Tatil kitapları (1): Bir Kedi, Bir Adam, Bir Ölüm- Zülfü Livaneli

Tatile çıkmadan önceki akşam kütüphanemin önünde yaklaşık 45 dakika yanıma hangi kitapları alacağıma karar vermeye çalıştım. Bir alışkanlığım var. Aldığım her kitabın içerisine adım ve soyadımla birlikte, kitabın alındığı yer ve tarihi de yazarım. Kütüphanede 5 yıldır okunmayı bekleyen kitaplar olduğu gibi, bir kısmı da daha yeni alınmış tonlarca kitabın arasında 3-4 tanesini seçmek epeyce zorladı beni.

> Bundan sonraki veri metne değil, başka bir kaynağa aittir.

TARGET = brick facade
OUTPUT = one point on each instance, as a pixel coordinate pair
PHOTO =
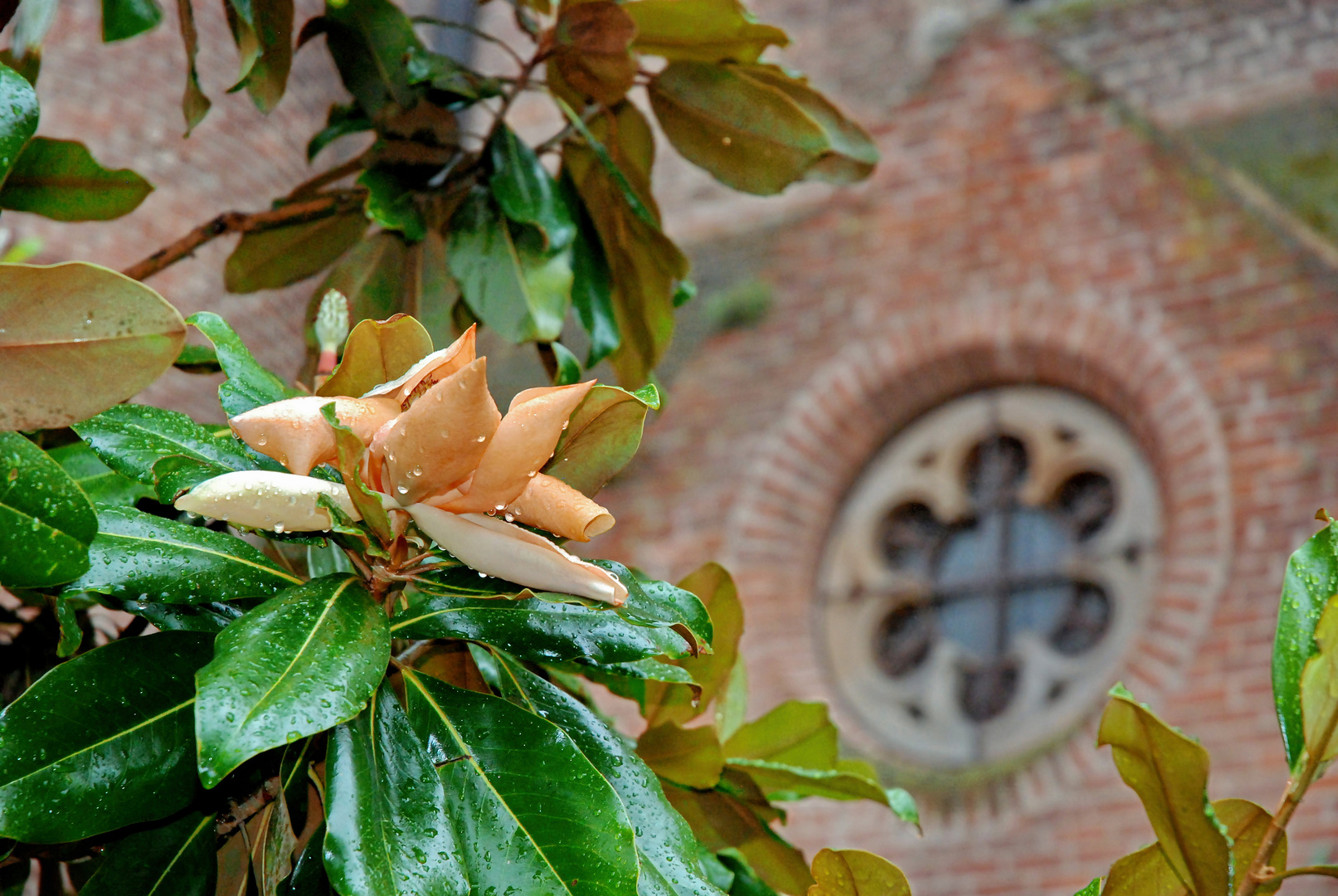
(1019, 231)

Neyse sonunda 4 kitapla yola çıkmayı başardım, üç kitabı valize koyup 1 tanesini yolda okumak üzere yanıma aldım. Son kitap alışverişinde Zülfü Livanelinin aklıma gelen ve okumadığım bütün kitaplarını almıştım. Yolda yanımdaki iki Zülfü Livaneli kitabından biri olan “Bir Kedi, Bir Adam, Bir Ölüm”ü okumaya başladım. Şimdiye kadar okuduğum tüm Zülfü Livaneli kitapları gibi su gibi aktı gitti. Öncelikle şimdiye kadar hiç okumadığım tarzda yazılmış bir romandı.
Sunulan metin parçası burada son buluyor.